FlagTensor CI Matrix

FlagTensor CI Matrix#

This document describes the CI/CD workflows and their purposes in the FlagTensor acceptance process.

Workflows Overview#

Workflow	Trigger	Purpose	GPU Required	Output
`quality-gate.yaml`	PR, push, manual	Static quality checks (pre-commit, build, registry)	No	Build artifacts, consistency reports
`ci.yaml`	PR, push, manual	Smoke-level correctness and performance	No	Smoke results, summary
`weekly.yaml`	Manual	Weekly regression on cluster	Yes (via Slurm)	Weekly results, artifacts
`acceptance.yaml`	Manual, weekly schedule	Acceptance-level full coverage	No (structure) / Yes (cluster)	Acceptance results, summary

Quality Gate Workflow (`quality-gate.yaml`)#

Jobs#

pre-commit#

Purpose: Run static analysis and formatting checks
Checks: YAML syntax, trailing whitespace, flake8, isort, black, clang-format
Runtime: ~2-3 minutes
Failure Impact: Blocks PR merge

build-check#

Purpose: Verify package can be built and distributed
Steps: Build wheel/sdist, twine check
Runtime: ~1-2 minutes
Failure Impact: Blocks PR merge

registry-consistency#

Purpose: Ensure operator registry is consistent with codebase
Checks:
- All impl files exist
- All correctness test files exist
- All benchmark test files exist
- Coverage statistics
Runtime: ~30 seconds
Failure Impact: Blocks PR merge

CI Workflow (`ci.yaml`)#

Jobs#

correctness-smoke#

Purpose: Validate correctness structure and basic functionality
Scope: All active operators (non-blocked)
Mode: Smoke (reduced shapes/dtypes)
Benchmark Mode: Default kernel, configurable
Runtime: ~5-10 minutes (CPU-only structure check)
Output: summary.json, summary.md, per-operator logs
Failure Impact: Warning only (GPU validation done on cluster)

perf-smoke#

Purpose: Validate benchmark structure and CSV generation
Scope: All active operators (non-blocked)
Mode: Smoke (reduced shapes)
Benchmark Mode: Default kernel, configurable
Runtime: ~5-10 minutes (CPU-only structure check)
Output: summary.json, summary.md, benchmark CSVs
Failure Impact: Warning only (GPU validation done on cluster)

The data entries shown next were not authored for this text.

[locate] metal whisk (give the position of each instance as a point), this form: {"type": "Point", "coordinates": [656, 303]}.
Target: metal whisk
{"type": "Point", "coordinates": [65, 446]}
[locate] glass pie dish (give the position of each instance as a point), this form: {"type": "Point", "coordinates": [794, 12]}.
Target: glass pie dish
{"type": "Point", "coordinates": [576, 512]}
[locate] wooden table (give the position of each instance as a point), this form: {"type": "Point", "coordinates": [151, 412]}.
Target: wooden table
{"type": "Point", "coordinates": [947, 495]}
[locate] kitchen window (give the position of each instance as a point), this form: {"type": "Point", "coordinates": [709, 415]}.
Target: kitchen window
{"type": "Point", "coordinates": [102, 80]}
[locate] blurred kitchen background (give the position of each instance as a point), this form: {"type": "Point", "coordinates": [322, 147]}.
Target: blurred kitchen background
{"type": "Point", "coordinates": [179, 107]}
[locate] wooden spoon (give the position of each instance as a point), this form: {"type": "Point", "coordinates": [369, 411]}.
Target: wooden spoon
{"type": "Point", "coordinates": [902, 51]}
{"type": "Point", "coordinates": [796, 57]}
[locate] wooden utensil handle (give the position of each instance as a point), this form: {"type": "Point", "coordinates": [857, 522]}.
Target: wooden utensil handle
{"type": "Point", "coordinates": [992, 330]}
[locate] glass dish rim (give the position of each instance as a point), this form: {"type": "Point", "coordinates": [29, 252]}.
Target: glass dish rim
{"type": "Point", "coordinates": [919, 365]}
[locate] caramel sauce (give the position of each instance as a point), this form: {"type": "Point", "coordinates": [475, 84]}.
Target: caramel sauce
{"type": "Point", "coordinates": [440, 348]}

Weekly Workflow (`weekly.yaml`)#

Jobs#

weekly-entry#

Purpose: Full weekly regression on GPU cluster
Scope: All active operators (non-blocked) from registry
Mode: Full (all shapes/dtypes)
GPU Allocation: Configurable via --gpus parameter
Runtime: 1-2 hours (depends on GPU count)
Output: Weekly results, operator list, artifacts
Failure Impact: Requires investigation

Weekly Parameters#

Parameter	Default	Description
`op_list`	(generated from registry)	Optional path to operator list file
`gpus`	`0`	GPU IDs to use (comma-separated)
`mode`	`kernel`	Benchmark mode (kernel/operator/wrapper)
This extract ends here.